Mengutip dari kompas.com Indonesia mencatat ada 791 kasus korupsi di Indonesia sepanjang tahun 2023, jumlah tersangkanya mencapai 1.695 orang. Peneliti ICW Dicky Anandya mengatakan, data tersebut menunjukkan kasus korupsi di tanah air meningkat signifikan dibandingkan tahun-tahun sebelumnya. Sistem kapitalisme memang telah menyuburkan para koruptor bersarang di negeri ini. Sistem kapitalisme telah meniadakan peran agama dalam mengatur kehidupan. Aturan yang berlaku dibuat untuk menghasilkan materi sebanyak-banyaknya yang hanya menguntungkan sebagian kelompok tertentu saja. Aturan kapitalisme dengan aqidah sekuler merupakan seburuk-buruk aturan yang mengatur manusia. Oleh karena itu aturan ini tidak boleh dibiarkan bercokol lama di tengah-tengah masyarakat.
Kaum muslim hendaknya meyakini bahwa penerapan sistem kapitalisme-sekuler merupakan pelanggaran terhadap pelaksanaan hukum Syara’.
Dalam Islam aturan yang harusnya menaungi kaum muslimin adalah aturan yang berasal dari sang pencipta sekaligus pengatur kehidupan yakni dengan penerapan Pemerintahan Islam yang memandang haram dan halal suatu perbuatan. Penerapan Islam secara menyeluruh oleh negara mengharuskan negara memberantas korupsi sampai tuntas, sebab aktivitas korupsi di dalam Islam jelas keharamannya. Dalil keharamannya terdapat dalam Q.S Al-Baqarah ayat 188 “Janganlah kamu memakan harta diantara kamu dengan jalan yang batil dan (janganlah) kamu membawa (urusan) harta itu kepada para hakim dengan maksud agar kamu dapat memakan sebagian harta orang lain itu dengan jalan dosa, padahal kamu mengetahui.” Islam mempunyai tindakan pencegahan (preventif) dan penindakan (kuratif). Tindakan pencegahan dan pemberantasan korupsi yang dilakukan negara adalah pertama, memastikan para pejabat mempunyai keimanan dan ketaqwaan kepada Allah SWT. Keimanan dan ketaqwaan inilah yang merupakan pondasi awal dalam pemilihan para pejabat negara dan memastikan para pejabat tersebut berlaku jujur serta amanah dalam melaksanakan tugasnya sebagai pelayan rakyatnya. Kedua, memberikan gaji yang cukup untuk memenuhi kebutuhan sehingga akan terhindar dari pencurian uang negara. Selanjutnya hukuman yang ditetapkan oleh negara bagi pelaku korupsi adalah berupa penjara bahkan sampai pada hukuman mati sesuai dengan tingkatan dan besarnya kerugian yang ditimbulkan.

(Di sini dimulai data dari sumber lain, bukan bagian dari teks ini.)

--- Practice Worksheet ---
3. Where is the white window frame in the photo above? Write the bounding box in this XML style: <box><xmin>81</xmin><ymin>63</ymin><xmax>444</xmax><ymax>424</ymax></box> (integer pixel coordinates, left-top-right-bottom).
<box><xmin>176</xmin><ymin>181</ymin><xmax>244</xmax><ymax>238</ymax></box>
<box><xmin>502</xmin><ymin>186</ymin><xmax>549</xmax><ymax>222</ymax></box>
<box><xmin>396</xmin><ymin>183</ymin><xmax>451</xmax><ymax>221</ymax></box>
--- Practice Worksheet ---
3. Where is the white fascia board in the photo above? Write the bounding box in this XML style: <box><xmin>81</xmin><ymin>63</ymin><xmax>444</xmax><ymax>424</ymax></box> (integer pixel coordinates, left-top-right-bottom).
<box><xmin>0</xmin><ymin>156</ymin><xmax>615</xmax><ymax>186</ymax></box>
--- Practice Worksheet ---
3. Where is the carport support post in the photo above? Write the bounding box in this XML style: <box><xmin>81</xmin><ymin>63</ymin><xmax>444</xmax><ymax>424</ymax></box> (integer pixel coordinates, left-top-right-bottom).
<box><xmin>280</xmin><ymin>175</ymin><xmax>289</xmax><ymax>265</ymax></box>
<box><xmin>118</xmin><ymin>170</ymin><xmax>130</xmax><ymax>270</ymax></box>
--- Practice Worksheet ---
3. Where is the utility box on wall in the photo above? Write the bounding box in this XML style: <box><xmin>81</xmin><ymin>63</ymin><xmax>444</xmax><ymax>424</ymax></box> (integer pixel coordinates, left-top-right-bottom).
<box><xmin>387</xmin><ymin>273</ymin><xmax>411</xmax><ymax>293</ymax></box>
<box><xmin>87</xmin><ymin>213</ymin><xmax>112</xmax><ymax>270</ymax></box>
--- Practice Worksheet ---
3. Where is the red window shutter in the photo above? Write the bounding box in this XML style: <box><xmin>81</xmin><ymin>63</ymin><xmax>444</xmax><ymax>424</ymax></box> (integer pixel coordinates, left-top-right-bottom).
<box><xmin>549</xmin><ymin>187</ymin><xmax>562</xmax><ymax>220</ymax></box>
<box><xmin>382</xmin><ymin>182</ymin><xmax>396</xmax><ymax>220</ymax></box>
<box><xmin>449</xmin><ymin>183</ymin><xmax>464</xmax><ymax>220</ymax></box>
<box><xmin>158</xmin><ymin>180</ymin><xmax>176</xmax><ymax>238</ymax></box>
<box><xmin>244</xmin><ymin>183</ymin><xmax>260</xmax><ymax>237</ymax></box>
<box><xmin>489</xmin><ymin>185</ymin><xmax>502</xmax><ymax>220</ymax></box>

Dalam hadis riwayat Muslim, dari ‘Adi nin Amirah al-kindi, aku mendengar Rasulullah Saw. Bersabda, barangsiapa diantara kalian yang kami beri amanah dengan suatu pekerjaan, lalu ia tidak menyerahkan suatu jarum atau yang lebih bernilai daripada itu kepada kami, maka harta tersebut akan ia bawa pada hari kiamat sebagai harta ghulul (korupsi). Dalam sejarah Islam, ketika Umar bin Khatab menjadi seorang khalifah, beliau biasa menyita harta tidak wajar para wali atau amilnya. Beliau pun bersikap tegas kepada keluarganya sendiri. Ketika melihat unta milik Abdullah bin Umar paling gemuk diantara unta yang digembalakan di padang gembalaan umum, beliau menyuruh Abdullah bin Umar menjual unta itu. Kemudian kelebihan dari modalnya dimasukkan ke kas negara. Khalifah Umar menilai, unta itu paling gemuk karena mendapat rumput terbaik mengingat Abdullah bin Umar adalah putra khalifah. (Ibnu ‘Abd Rabih, Al-Iqd al-Farid, 1/46-47).